Y así pues, justo cuando hemos conseguido liberarnos de todo lo que nos impusimos para agradar a los demás, de repente nos damos cuenta que aún nos quedan aquellos gestos intuitivos, las frases que siempre retornan, aquel resorte inevitable…
Primero, nos sorprende y luego, con la calma, sonreímos. Y es que es mejor así, no vale la pena luchar contra ello, ¿para qué enviar energía hacia algo contra lo que no podemos luchar?.

Uno de los muchos beneficios de madurar es el de aprender a despreocuparse de lo que no podemos controlar. Solamente desde esa actitud, es posible volver a construir castillos de naipes, de lego o de arena sin sentirse un crío; solamente desde esa actitud, es posible enredarse en nuevos proyectos que impliquen curiosear, investigar y jugar sin sentirse agotado, sino liviano.
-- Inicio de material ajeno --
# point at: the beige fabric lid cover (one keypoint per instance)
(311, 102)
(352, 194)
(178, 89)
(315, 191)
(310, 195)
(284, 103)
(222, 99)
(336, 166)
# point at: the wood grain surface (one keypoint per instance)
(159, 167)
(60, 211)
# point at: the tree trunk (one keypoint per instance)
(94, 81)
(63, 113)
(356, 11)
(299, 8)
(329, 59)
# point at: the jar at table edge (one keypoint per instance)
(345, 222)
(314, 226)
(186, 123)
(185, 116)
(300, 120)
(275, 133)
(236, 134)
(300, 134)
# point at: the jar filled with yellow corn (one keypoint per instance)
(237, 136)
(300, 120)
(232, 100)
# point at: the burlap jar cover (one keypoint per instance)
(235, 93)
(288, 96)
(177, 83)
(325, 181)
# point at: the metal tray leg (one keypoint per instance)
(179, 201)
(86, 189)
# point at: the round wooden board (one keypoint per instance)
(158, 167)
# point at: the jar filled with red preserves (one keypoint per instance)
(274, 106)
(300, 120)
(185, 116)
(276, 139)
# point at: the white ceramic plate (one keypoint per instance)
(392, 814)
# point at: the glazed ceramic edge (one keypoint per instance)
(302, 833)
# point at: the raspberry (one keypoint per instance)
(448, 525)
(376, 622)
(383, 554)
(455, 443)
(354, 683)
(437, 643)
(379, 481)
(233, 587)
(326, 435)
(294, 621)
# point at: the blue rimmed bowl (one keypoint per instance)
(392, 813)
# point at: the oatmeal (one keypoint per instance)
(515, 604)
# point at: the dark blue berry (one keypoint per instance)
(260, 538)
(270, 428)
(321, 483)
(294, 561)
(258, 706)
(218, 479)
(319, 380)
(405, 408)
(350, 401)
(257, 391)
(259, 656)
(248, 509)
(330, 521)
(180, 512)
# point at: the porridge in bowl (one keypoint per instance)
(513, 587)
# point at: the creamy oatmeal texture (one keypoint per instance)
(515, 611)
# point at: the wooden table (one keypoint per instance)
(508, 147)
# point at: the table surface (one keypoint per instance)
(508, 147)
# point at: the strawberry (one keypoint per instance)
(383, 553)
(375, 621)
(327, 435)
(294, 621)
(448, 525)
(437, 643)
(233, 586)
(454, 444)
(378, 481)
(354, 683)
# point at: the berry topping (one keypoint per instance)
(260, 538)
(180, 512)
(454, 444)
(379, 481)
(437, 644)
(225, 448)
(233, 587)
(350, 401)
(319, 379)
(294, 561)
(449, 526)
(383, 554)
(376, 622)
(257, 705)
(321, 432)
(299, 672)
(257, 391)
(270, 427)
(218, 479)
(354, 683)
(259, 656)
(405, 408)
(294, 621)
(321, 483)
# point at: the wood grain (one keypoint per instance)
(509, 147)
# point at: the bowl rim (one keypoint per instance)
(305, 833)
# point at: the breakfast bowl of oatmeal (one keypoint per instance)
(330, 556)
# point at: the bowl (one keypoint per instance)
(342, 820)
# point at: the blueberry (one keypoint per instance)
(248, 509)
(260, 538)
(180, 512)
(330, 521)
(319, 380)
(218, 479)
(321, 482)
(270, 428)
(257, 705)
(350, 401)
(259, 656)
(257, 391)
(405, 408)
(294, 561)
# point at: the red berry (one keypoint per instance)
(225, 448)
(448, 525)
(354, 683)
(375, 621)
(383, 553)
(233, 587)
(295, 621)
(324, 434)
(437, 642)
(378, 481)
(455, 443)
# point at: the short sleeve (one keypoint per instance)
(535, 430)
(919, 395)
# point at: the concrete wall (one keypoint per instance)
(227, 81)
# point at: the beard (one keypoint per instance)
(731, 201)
Quizás la ligereza en la madurez tiene un punto de falsa, porque somos conscientes de que algo hay en los bolsillos, pero eso mismo es lo que le permite quedarse, volverse confiada y flexible. La ligereza de antaño era volátil y se estremecía a cada cambio de estación, la de ahora ya no.

Aceptarnos, aceptarlos, aceptarlo. Y sobre todo, seguir buscando, seguir manteniendo intacta la curiosidad esencial. Esa es la actitud del que, al sorprenderse, y justo después, sonríe desde dentro.